KONTEKS.CO.ID – Sehelai bulu dari burung Selandia Baru yang telah lama punah berhasil memecahkan rekor bulu termahal di dunia setelah terjual seharga USD46.521 atau setara Rp746 juta.
Burung Huia terakhir kali terlihat secara resmi pada awal abad ke-20. Sebelumnya, buru burung tersebut telah terjual hingga Rp82 juta, menurut Rumah Lelang Webb.
Sebelumnya, Rumah Lelang Webb memprediksi bulu burung huia tersebut akan terjual hingga Rp48 juta. Kenyataannya, saat lelang pada Senin 20 Mei 2024 kemarin, bulu ini menjadi yang termahal yang pernah terjual di dunia.
“Bulu huia yang langka ini adalah contoh indah dari sejarah alam Aotearoa. Ini mengingatkan kita akan kerapuhan ekosistem kita,” kata Leah Morris, Kepala Seni Dekoratif di rumah lelang yang berbasis di Auckland, dalam sebuah pernyataan, mengutip CNN, Rabu 22 Mei 2024.
Bulu Burung Termahal di Dunia: Popularitas yang Mematikan
Sebagai anggota keluarga burung pial, huia dihargai mahal oleh banyak orang. Ini pada akhirnya berakibat fatal bagi spesies tersebut.
Bagi suku Maori, bulu burung merupakan tanda status tinggi dan bulu khasnya yang berujung putih mereka gunakan sebagai hiasan kepala upacara. Hanya mereka yang berpangkat tinggi yang boleh memakai bulu huia di rambut mereka atau seluruh kulit di telinganya, menurut Museum Selandia Baru.
Bulu-bulu tersebut sering ditukar dengan barang berharga lainnya. Atau bisa juga orang berikan sebagai hadiah guna menunjukkan persahabatan dan rasa hormat, kata rumah lelang tersebut.
Warga Eropa Selandia Baru juga melihat huia sebagai simbol prestise. Mereka menggunakan bulu binatang untuk aksesoris fesyen dan boneka huia terpasang sebagai hiasan di rumah-rumah kaya.
Museum tersebut menjelaskan, para pemburu Maori dan Eropa membunuh burung tersebut dalam “jumlah besar” selama abad ke-19. Lalu menjual kulitnya kepada kolektor dan pedagang fesyen.
“Popularitas mematikan” huia terlaporkan semakin meningkat ketika Duke dan Duchess of York terfoto mengenakan topi bulu selama perjalanan ke Selandia Baru pada tahun 1901.

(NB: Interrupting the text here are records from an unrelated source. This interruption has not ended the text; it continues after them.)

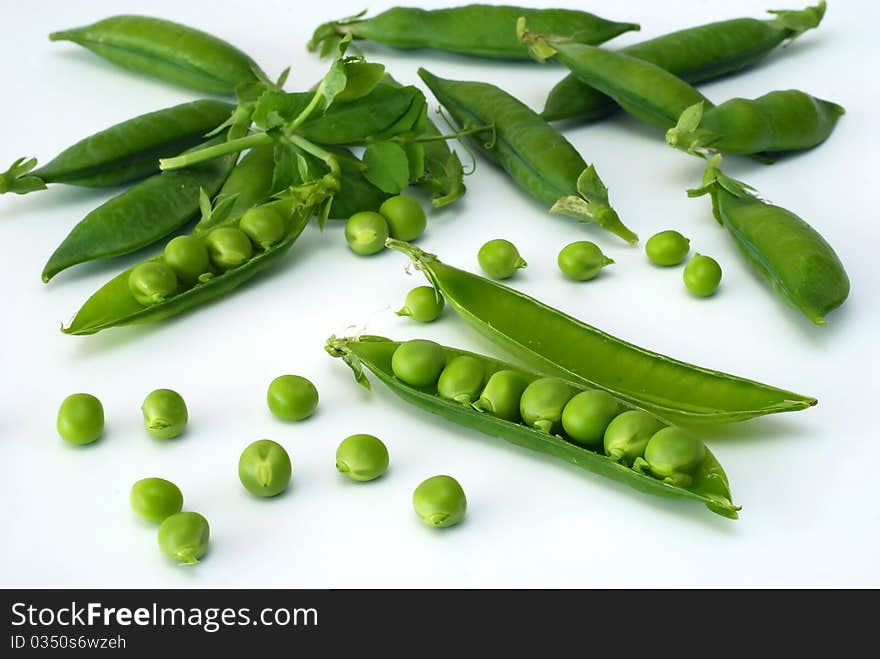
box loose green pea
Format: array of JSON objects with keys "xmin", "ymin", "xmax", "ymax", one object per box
[
  {"xmin": 205, "ymin": 226, "xmax": 253, "ymax": 270},
  {"xmin": 603, "ymin": 410, "xmax": 664, "ymax": 466},
  {"xmin": 141, "ymin": 389, "xmax": 188, "ymax": 439},
  {"xmin": 57, "ymin": 393, "xmax": 104, "ymax": 445},
  {"xmin": 396, "ymin": 286, "xmax": 444, "ymax": 323},
  {"xmin": 158, "ymin": 512, "xmax": 210, "ymax": 565},
  {"xmin": 557, "ymin": 241, "xmax": 613, "ymax": 281},
  {"xmin": 412, "ymin": 475, "xmax": 467, "ymax": 529},
  {"xmin": 128, "ymin": 261, "xmax": 178, "ymax": 306},
  {"xmin": 561, "ymin": 390, "xmax": 620, "ymax": 447},
  {"xmin": 238, "ymin": 439, "xmax": 292, "ymax": 497},
  {"xmin": 472, "ymin": 369, "xmax": 530, "ymax": 422},
  {"xmin": 239, "ymin": 205, "xmax": 285, "ymax": 251},
  {"xmin": 380, "ymin": 194, "xmax": 426, "ymax": 241},
  {"xmin": 164, "ymin": 235, "xmax": 210, "ymax": 284},
  {"xmin": 267, "ymin": 375, "xmax": 318, "ymax": 421},
  {"xmin": 646, "ymin": 230, "xmax": 691, "ymax": 266},
  {"xmin": 437, "ymin": 356, "xmax": 484, "ymax": 405},
  {"xmin": 638, "ymin": 426, "xmax": 706, "ymax": 488},
  {"xmin": 520, "ymin": 378, "xmax": 576, "ymax": 434},
  {"xmin": 130, "ymin": 477, "xmax": 183, "ymax": 523},
  {"xmin": 391, "ymin": 339, "xmax": 447, "ymax": 389},
  {"xmin": 345, "ymin": 211, "xmax": 389, "ymax": 256},
  {"xmin": 336, "ymin": 434, "xmax": 389, "ymax": 482},
  {"xmin": 684, "ymin": 254, "xmax": 722, "ymax": 296},
  {"xmin": 478, "ymin": 239, "xmax": 526, "ymax": 280}
]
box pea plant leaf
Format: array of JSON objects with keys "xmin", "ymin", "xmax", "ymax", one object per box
[
  {"xmin": 272, "ymin": 142, "xmax": 299, "ymax": 193},
  {"xmin": 319, "ymin": 34, "xmax": 353, "ymax": 111},
  {"xmin": 403, "ymin": 142, "xmax": 425, "ymax": 182},
  {"xmin": 253, "ymin": 91, "xmax": 311, "ymax": 131},
  {"xmin": 363, "ymin": 142, "xmax": 410, "ymax": 194},
  {"xmin": 335, "ymin": 62, "xmax": 386, "ymax": 103}
]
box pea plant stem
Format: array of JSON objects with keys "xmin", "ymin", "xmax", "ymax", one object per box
[{"xmin": 159, "ymin": 133, "xmax": 272, "ymax": 171}]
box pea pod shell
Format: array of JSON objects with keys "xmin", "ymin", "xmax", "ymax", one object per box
[
  {"xmin": 689, "ymin": 157, "xmax": 849, "ymax": 325},
  {"xmin": 309, "ymin": 6, "xmax": 639, "ymax": 60},
  {"xmin": 541, "ymin": 3, "xmax": 826, "ymax": 123},
  {"xmin": 326, "ymin": 335, "xmax": 739, "ymax": 520},
  {"xmin": 387, "ymin": 240, "xmax": 816, "ymax": 425},
  {"xmin": 50, "ymin": 15, "xmax": 266, "ymax": 94},
  {"xmin": 42, "ymin": 149, "xmax": 236, "ymax": 282},
  {"xmin": 62, "ymin": 198, "xmax": 310, "ymax": 335}
]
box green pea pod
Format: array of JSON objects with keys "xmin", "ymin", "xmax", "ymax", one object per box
[
  {"xmin": 326, "ymin": 335, "xmax": 739, "ymax": 519},
  {"xmin": 521, "ymin": 20, "xmax": 710, "ymax": 129},
  {"xmin": 418, "ymin": 69, "xmax": 636, "ymax": 244},
  {"xmin": 309, "ymin": 5, "xmax": 638, "ymax": 60},
  {"xmin": 688, "ymin": 156, "xmax": 849, "ymax": 325},
  {"xmin": 62, "ymin": 197, "xmax": 312, "ymax": 335},
  {"xmin": 667, "ymin": 92, "xmax": 844, "ymax": 157},
  {"xmin": 50, "ymin": 15, "xmax": 267, "ymax": 94},
  {"xmin": 327, "ymin": 151, "xmax": 391, "ymax": 219},
  {"xmin": 0, "ymin": 100, "xmax": 234, "ymax": 195},
  {"xmin": 541, "ymin": 2, "xmax": 826, "ymax": 123},
  {"xmin": 386, "ymin": 240, "xmax": 817, "ymax": 425},
  {"xmin": 42, "ymin": 142, "xmax": 237, "ymax": 282}
]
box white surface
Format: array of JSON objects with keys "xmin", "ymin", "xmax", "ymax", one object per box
[{"xmin": 1, "ymin": 0, "xmax": 877, "ymax": 588}]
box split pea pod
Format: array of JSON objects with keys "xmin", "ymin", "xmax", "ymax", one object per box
[
  {"xmin": 521, "ymin": 21, "xmax": 711, "ymax": 129},
  {"xmin": 308, "ymin": 5, "xmax": 639, "ymax": 60},
  {"xmin": 386, "ymin": 240, "xmax": 816, "ymax": 425},
  {"xmin": 62, "ymin": 196, "xmax": 313, "ymax": 335},
  {"xmin": 50, "ymin": 15, "xmax": 267, "ymax": 94},
  {"xmin": 42, "ymin": 141, "xmax": 237, "ymax": 282},
  {"xmin": 326, "ymin": 335, "xmax": 739, "ymax": 519},
  {"xmin": 541, "ymin": 3, "xmax": 826, "ymax": 123},
  {"xmin": 0, "ymin": 99, "xmax": 234, "ymax": 195},
  {"xmin": 688, "ymin": 156, "xmax": 849, "ymax": 325},
  {"xmin": 418, "ymin": 68, "xmax": 637, "ymax": 244},
  {"xmin": 667, "ymin": 92, "xmax": 844, "ymax": 157}
]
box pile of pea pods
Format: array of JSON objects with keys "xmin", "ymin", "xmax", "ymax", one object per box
[{"xmin": 3, "ymin": 4, "xmax": 858, "ymax": 547}]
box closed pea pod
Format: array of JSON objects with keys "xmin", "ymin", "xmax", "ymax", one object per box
[
  {"xmin": 667, "ymin": 92, "xmax": 844, "ymax": 157},
  {"xmin": 688, "ymin": 156, "xmax": 849, "ymax": 324},
  {"xmin": 418, "ymin": 69, "xmax": 637, "ymax": 244},
  {"xmin": 540, "ymin": 3, "xmax": 826, "ymax": 123},
  {"xmin": 0, "ymin": 99, "xmax": 234, "ymax": 195},
  {"xmin": 50, "ymin": 15, "xmax": 267, "ymax": 94},
  {"xmin": 326, "ymin": 335, "xmax": 740, "ymax": 519},
  {"xmin": 201, "ymin": 145, "xmax": 281, "ymax": 232},
  {"xmin": 438, "ymin": 355, "xmax": 484, "ymax": 405},
  {"xmin": 309, "ymin": 5, "xmax": 638, "ymax": 60}
]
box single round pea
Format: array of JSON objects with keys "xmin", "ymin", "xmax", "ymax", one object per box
[
  {"xmin": 561, "ymin": 390, "xmax": 620, "ymax": 447},
  {"xmin": 379, "ymin": 194, "xmax": 426, "ymax": 241},
  {"xmin": 646, "ymin": 230, "xmax": 690, "ymax": 266},
  {"xmin": 396, "ymin": 286, "xmax": 444, "ymax": 323},
  {"xmin": 238, "ymin": 439, "xmax": 292, "ymax": 497},
  {"xmin": 128, "ymin": 261, "xmax": 178, "ymax": 306},
  {"xmin": 130, "ymin": 477, "xmax": 183, "ymax": 523},
  {"xmin": 240, "ymin": 206, "xmax": 285, "ymax": 251},
  {"xmin": 437, "ymin": 356, "xmax": 484, "ymax": 405},
  {"xmin": 557, "ymin": 241, "xmax": 614, "ymax": 281},
  {"xmin": 391, "ymin": 339, "xmax": 447, "ymax": 389},
  {"xmin": 267, "ymin": 375, "xmax": 318, "ymax": 421},
  {"xmin": 603, "ymin": 410, "xmax": 665, "ymax": 465},
  {"xmin": 472, "ymin": 370, "xmax": 530, "ymax": 422},
  {"xmin": 684, "ymin": 254, "xmax": 722, "ymax": 297},
  {"xmin": 412, "ymin": 475, "xmax": 467, "ymax": 529},
  {"xmin": 205, "ymin": 226, "xmax": 253, "ymax": 270},
  {"xmin": 164, "ymin": 235, "xmax": 210, "ymax": 284},
  {"xmin": 56, "ymin": 393, "xmax": 104, "ymax": 445},
  {"xmin": 141, "ymin": 389, "xmax": 188, "ymax": 439},
  {"xmin": 336, "ymin": 434, "xmax": 389, "ymax": 482},
  {"xmin": 158, "ymin": 512, "xmax": 210, "ymax": 565},
  {"xmin": 345, "ymin": 211, "xmax": 389, "ymax": 256},
  {"xmin": 642, "ymin": 426, "xmax": 706, "ymax": 487},
  {"xmin": 520, "ymin": 378, "xmax": 576, "ymax": 434},
  {"xmin": 478, "ymin": 239, "xmax": 526, "ymax": 280}
]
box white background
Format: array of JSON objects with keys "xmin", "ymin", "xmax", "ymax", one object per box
[{"xmin": 1, "ymin": 0, "xmax": 877, "ymax": 588}]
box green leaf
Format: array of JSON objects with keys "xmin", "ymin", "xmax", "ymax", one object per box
[
  {"xmin": 320, "ymin": 34, "xmax": 353, "ymax": 111},
  {"xmin": 404, "ymin": 143, "xmax": 425, "ymax": 182},
  {"xmin": 335, "ymin": 62, "xmax": 386, "ymax": 103},
  {"xmin": 363, "ymin": 142, "xmax": 410, "ymax": 194},
  {"xmin": 253, "ymin": 91, "xmax": 311, "ymax": 130},
  {"xmin": 575, "ymin": 165, "xmax": 609, "ymax": 204},
  {"xmin": 272, "ymin": 142, "xmax": 298, "ymax": 193}
]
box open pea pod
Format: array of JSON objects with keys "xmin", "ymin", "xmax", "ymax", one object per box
[
  {"xmin": 387, "ymin": 240, "xmax": 817, "ymax": 425},
  {"xmin": 62, "ymin": 196, "xmax": 312, "ymax": 335},
  {"xmin": 326, "ymin": 335, "xmax": 739, "ymax": 519}
]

“Orang-orang menjadi heboh dan memutuskan bahwa semua orang menginginkan bulu huia,” kata Morris tentang acara tersebut.
Upaya yang dilakukan para ilmuwan pada awal tahun 1900-an untuk melestarikan sisa burung huia gagal. Rencana pemerintah mengirimkan burung-burung tersebut ke pulau-pulau lepas pantai mengakibatkan pihak-pihak yang mengumpulkan burung-burung tersebut menjualnya sebagai spesimen mati. Hal ini mereka anggap lebih “menguntungkan” daripada membiarkan mereka tetap hidup.
Sebagai objek kepentingan nasional, bulu tersebut hanya dapat terbeli oleh kolektor terdaftar dan tidak dapat meninggalkan negara tersebut tanpa izin dari kementerian.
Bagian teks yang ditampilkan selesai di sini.